Pour ce faire, le gouvernement a alloué un budget additionnel de 13 milliards de dirhams, destiné notamment à soutenir le pouvoir d’achat et les conclusions du dialogue social. Côté recettes, les recettes fiscales ont augmenté de 15,3 %, grâce à la réforme fiscale engagée depuis 2022, à la vigueur de l’activité économique, à l’amélioration du recouvrement des impôts et à l’opération de régularisation volontaire de 2024. Un mécanisme de financement innovant a permis l’entrée de 40,1 milliards de dirhams. Le déficit budgétaire (hors produits de cession de participations publiques) s’est réduit de 3,9 % en 2024 à 3,5 % en 2025, tandis que le ratio de la dette publique au PIB est tombé à 66,6 % (dette intérieure : 49,1 % ; dette extérieure : 17,4 %).

Inflation et emploi

Malgré l’accélération de la croissance, l’inflation au Maroc est restée faible, avec une moyenne annuelle de seulement 0,8 %. Cela s’explique principalement par la baisse des cours internationaux du pétrole, par le repli des prix de la viande fraîche à la suite de l’appel du Roi à renoncer au sacrifice des animaux, par la baisse du prix de l’huile d’olive grâce à une récolte abondante, ainsi que par la politique monétaire appropriée de la banque centrale, autant de facteurs qui ont contribué ensemble à la modération des prix.Le marché de l'emploi s'est quelque peu amélioré : 193 000 emplois ont été créés en 2025 (82 000 en 2024 et -157 000 en 2023). Cependant, le taux de participation à la main-d'œuvre reste faible : la population en âge de travailler a augmenté de 407 000 personnes, mais seulement 177 000 sont entrées sur le marché du travail, si bien que le taux de chômage s'établit encore à 13 % et que la tendance à la hausse du chômage des femmes et des jeunes de 15-24 ans n'a pas été inversée. S'agissant de la qualité de l'emploi, les emplois sous contrat ont augmenté, mais les emplois temporaires et saisonniers se sont également accrus.

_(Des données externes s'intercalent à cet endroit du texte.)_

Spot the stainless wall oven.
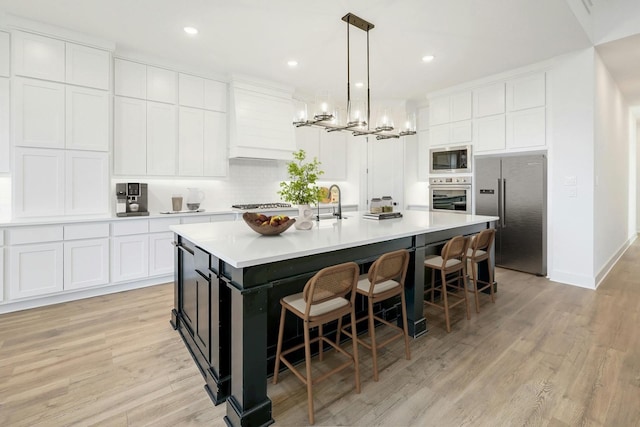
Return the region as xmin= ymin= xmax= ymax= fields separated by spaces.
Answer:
xmin=429 ymin=176 xmax=473 ymax=214
xmin=429 ymin=145 xmax=471 ymax=173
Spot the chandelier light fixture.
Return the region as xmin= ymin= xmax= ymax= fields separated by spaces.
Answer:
xmin=293 ymin=13 xmax=416 ymax=139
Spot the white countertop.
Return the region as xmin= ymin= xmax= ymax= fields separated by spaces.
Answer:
xmin=170 ymin=211 xmax=499 ymax=268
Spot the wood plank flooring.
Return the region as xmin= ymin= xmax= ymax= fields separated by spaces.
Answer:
xmin=0 ymin=242 xmax=640 ymax=427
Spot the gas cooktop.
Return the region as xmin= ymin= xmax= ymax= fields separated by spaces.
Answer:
xmin=231 ymin=203 xmax=291 ymax=210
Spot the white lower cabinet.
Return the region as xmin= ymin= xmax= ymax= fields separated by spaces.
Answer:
xmin=111 ymin=234 xmax=149 ymax=282
xmin=149 ymin=232 xmax=174 ymax=276
xmin=64 ymin=238 xmax=109 ymax=290
xmin=9 ymin=242 xmax=64 ymax=299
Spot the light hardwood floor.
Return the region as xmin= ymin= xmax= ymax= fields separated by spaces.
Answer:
xmin=0 ymin=242 xmax=640 ymax=427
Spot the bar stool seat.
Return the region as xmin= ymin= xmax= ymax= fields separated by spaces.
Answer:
xmin=273 ymin=262 xmax=360 ymax=424
xmin=467 ymin=228 xmax=496 ymax=313
xmin=424 ymin=236 xmax=471 ymax=332
xmin=342 ymin=249 xmax=411 ymax=381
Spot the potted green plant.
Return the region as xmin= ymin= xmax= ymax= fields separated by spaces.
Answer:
xmin=278 ymin=150 xmax=324 ymax=230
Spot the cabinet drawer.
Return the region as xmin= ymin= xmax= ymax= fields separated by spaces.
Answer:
xmin=64 ymin=222 xmax=109 ymax=240
xmin=9 ymin=225 xmax=64 ymax=245
xmin=149 ymin=218 xmax=180 ymax=233
xmin=111 ymin=220 xmax=149 ymax=236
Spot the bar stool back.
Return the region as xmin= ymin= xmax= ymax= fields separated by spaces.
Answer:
xmin=467 ymin=228 xmax=496 ymax=313
xmin=424 ymin=236 xmax=471 ymax=332
xmin=342 ymin=249 xmax=411 ymax=381
xmin=273 ymin=262 xmax=360 ymax=424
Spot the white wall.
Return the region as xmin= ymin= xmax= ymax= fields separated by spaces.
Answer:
xmin=547 ymin=48 xmax=595 ymax=288
xmin=594 ymin=52 xmax=630 ymax=283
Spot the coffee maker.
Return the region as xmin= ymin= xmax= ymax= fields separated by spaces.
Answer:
xmin=116 ymin=182 xmax=149 ymax=216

Secteur extérieur et balance des paiements

De vigoureux investissements ont stimulé les importations, qui ont augmenté de 8 % (la facture énergétique s'étant réduite grâce au repli des prix internationaux du pétrole), tandis que les exportations ont progressé de 3 %, portées principalement par les phosphates et leurs dérivés ainsi que par le secteur aéronautique. Les exportations automobiles ont enregistré leur première baisse depuis des années (hormis celle due à la pandémie de 2020). Le tourisme international s'est distingué, avec des recettes touristiques atteignant 138,6 milliards de dirhams ; les transferts de fonds des Marocains résidant à l'étranger se sont élevés à 122 milliards de dirhams, compensant l'élargissement du déficit commercial (20,5 % du PIB), ce qui a permis de maintenir le déficit du compte courant à 2,4 % du PIB.

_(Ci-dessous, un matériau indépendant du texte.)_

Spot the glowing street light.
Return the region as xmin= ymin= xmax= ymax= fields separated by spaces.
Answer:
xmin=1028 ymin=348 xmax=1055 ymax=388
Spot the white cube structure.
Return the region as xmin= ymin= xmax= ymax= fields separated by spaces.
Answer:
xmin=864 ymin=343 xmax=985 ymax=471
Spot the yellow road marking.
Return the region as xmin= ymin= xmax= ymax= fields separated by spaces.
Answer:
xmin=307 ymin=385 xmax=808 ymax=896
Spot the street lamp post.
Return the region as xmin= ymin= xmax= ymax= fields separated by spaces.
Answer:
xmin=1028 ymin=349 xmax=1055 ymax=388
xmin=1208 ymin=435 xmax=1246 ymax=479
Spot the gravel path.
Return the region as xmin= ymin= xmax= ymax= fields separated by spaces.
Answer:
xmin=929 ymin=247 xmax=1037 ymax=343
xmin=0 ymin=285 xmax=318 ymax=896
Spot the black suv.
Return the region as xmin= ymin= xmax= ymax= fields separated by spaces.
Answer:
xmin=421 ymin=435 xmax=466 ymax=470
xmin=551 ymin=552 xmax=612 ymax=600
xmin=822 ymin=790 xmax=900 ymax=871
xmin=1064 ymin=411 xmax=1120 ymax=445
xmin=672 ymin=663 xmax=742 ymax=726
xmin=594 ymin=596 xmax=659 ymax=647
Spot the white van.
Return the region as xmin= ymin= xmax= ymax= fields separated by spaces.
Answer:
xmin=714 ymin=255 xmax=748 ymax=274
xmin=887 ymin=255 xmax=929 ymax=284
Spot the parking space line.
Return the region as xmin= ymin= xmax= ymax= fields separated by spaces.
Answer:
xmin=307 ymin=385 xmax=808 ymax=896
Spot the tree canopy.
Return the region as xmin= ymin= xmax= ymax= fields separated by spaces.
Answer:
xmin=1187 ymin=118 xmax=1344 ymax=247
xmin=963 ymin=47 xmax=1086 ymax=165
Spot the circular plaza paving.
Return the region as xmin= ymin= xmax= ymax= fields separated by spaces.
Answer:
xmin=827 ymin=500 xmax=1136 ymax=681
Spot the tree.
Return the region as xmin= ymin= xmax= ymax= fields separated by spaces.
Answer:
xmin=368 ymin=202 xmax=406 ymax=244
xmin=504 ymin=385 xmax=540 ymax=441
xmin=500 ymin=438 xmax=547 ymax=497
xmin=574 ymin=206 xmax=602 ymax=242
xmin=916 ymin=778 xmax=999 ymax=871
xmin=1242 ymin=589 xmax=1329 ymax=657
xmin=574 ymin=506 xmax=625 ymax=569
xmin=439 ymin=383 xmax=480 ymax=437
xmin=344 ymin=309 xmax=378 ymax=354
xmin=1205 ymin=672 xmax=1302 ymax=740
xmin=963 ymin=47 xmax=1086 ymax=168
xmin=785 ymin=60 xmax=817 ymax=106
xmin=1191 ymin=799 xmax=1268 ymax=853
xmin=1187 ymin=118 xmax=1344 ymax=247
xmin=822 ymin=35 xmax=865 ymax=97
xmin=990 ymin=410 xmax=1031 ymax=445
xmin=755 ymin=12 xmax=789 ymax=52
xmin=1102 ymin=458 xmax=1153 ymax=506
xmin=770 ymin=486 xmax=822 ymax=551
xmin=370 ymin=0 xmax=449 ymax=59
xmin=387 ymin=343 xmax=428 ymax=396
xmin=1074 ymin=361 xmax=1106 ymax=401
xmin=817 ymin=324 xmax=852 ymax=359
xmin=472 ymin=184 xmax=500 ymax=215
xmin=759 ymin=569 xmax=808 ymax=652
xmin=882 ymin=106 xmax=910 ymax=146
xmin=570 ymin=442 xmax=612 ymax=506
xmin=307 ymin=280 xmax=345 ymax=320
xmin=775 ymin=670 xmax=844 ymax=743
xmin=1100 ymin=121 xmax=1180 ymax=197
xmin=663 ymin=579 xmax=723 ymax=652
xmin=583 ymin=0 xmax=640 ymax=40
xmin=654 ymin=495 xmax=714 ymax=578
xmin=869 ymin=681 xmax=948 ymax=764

Les investissements directs étrangers ont fortement augmenté pour atteindre 60,6 milliards de dirhams (3,5 % du PIB). Le Maroc a retrouvé sa note de crédit souveraine « investment grade », ce qui lui a permis d'émettre 20,9 milliards de dirhams d'obligations souveraines à des conditions avantageuses. Les avoirs officiels de réserve ont ainsi augmenté pour s'établir à 442,9 milliards de dirhams, soit l'équivalent de 5 mois et 11 jours d'importations de biens et services, conformément aux critères d'adéquation du FMI.

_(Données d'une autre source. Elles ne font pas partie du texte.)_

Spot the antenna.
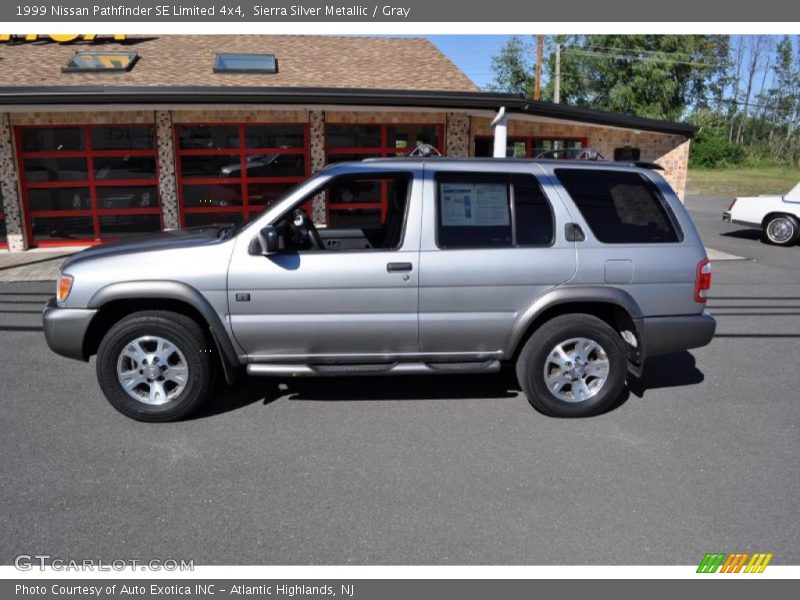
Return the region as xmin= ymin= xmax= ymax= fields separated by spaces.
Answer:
xmin=489 ymin=106 xmax=508 ymax=158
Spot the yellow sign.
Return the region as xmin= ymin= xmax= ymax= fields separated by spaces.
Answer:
xmin=0 ymin=33 xmax=125 ymax=44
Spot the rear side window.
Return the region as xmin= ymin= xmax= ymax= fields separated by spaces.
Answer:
xmin=436 ymin=173 xmax=554 ymax=249
xmin=555 ymin=169 xmax=681 ymax=244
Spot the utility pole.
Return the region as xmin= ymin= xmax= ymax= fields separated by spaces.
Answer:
xmin=533 ymin=34 xmax=544 ymax=100
xmin=553 ymin=44 xmax=561 ymax=104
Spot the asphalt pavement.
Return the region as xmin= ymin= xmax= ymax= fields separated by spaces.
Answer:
xmin=0 ymin=196 xmax=800 ymax=564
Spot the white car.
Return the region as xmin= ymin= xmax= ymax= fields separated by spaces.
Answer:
xmin=722 ymin=183 xmax=800 ymax=246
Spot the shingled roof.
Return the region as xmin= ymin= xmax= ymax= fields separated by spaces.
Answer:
xmin=0 ymin=35 xmax=478 ymax=92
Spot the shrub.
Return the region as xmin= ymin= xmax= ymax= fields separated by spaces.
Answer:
xmin=689 ymin=129 xmax=746 ymax=168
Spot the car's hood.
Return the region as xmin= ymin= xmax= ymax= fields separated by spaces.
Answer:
xmin=61 ymin=225 xmax=231 ymax=269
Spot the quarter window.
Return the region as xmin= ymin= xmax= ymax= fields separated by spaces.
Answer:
xmin=436 ymin=173 xmax=554 ymax=249
xmin=555 ymin=169 xmax=681 ymax=244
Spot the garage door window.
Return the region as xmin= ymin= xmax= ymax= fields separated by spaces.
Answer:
xmin=436 ymin=173 xmax=554 ymax=249
xmin=17 ymin=124 xmax=161 ymax=246
xmin=175 ymin=123 xmax=309 ymax=226
xmin=325 ymin=123 xmax=444 ymax=227
xmin=555 ymin=169 xmax=681 ymax=244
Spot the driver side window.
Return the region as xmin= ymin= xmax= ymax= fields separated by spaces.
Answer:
xmin=276 ymin=172 xmax=412 ymax=252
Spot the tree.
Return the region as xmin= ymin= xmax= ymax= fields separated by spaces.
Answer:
xmin=489 ymin=36 xmax=535 ymax=96
xmin=545 ymin=35 xmax=727 ymax=120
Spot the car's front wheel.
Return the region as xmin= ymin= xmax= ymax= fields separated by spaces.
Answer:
xmin=97 ymin=310 xmax=215 ymax=422
xmin=517 ymin=314 xmax=628 ymax=417
xmin=764 ymin=215 xmax=800 ymax=246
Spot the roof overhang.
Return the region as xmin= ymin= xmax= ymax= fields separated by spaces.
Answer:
xmin=0 ymin=85 xmax=696 ymax=137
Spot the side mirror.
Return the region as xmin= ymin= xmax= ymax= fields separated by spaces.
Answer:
xmin=250 ymin=225 xmax=280 ymax=255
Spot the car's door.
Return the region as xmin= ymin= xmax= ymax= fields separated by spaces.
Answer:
xmin=419 ymin=163 xmax=576 ymax=359
xmin=228 ymin=170 xmax=421 ymax=362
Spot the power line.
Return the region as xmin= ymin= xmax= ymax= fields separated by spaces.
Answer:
xmin=564 ymin=47 xmax=720 ymax=69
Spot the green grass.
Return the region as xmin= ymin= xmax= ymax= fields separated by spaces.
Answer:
xmin=686 ymin=166 xmax=800 ymax=197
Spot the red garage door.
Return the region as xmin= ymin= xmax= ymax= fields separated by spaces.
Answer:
xmin=175 ymin=123 xmax=310 ymax=226
xmin=16 ymin=125 xmax=161 ymax=246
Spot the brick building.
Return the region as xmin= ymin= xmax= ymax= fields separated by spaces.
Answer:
xmin=0 ymin=35 xmax=694 ymax=251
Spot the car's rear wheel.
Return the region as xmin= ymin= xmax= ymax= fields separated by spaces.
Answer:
xmin=764 ymin=215 xmax=800 ymax=246
xmin=517 ymin=314 xmax=628 ymax=417
xmin=97 ymin=311 xmax=215 ymax=421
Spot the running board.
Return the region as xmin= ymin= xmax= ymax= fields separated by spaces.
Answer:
xmin=247 ymin=360 xmax=500 ymax=377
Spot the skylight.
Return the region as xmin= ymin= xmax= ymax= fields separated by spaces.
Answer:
xmin=214 ymin=52 xmax=278 ymax=73
xmin=61 ymin=52 xmax=139 ymax=73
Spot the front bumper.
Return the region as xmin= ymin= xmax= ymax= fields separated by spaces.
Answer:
xmin=637 ymin=311 xmax=717 ymax=357
xmin=42 ymin=297 xmax=97 ymax=360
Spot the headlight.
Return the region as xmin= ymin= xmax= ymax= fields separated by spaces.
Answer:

Politique monétaire et marché des changes

La banque centrale a poursuivi l'approfondissement du marché des changes afin que le taux de change reflète mieux l'offre et la demande. Grâce à la consolidation des réserves et à la stabilité macroéconomique, le taux de change du dirham face au dollar s'est maintenu dans sa bande de fluctuation, sans intervention de la banque centrale.

Conclusion

Le rapport annuel 2025 de la banque centrale du Maroc témoigne de la résilience de l'économie dans un environnement international complexe, tout en signalant des défis de long terme tels que la soutenabilité budgétaire, l'emploi des jeunes et la diversification de l'économie. La banque centrale continuera de veiller à la stabilité des prix et à la stabilité financière et de promouvoir des réformes structurelles à l'appui du développement durable.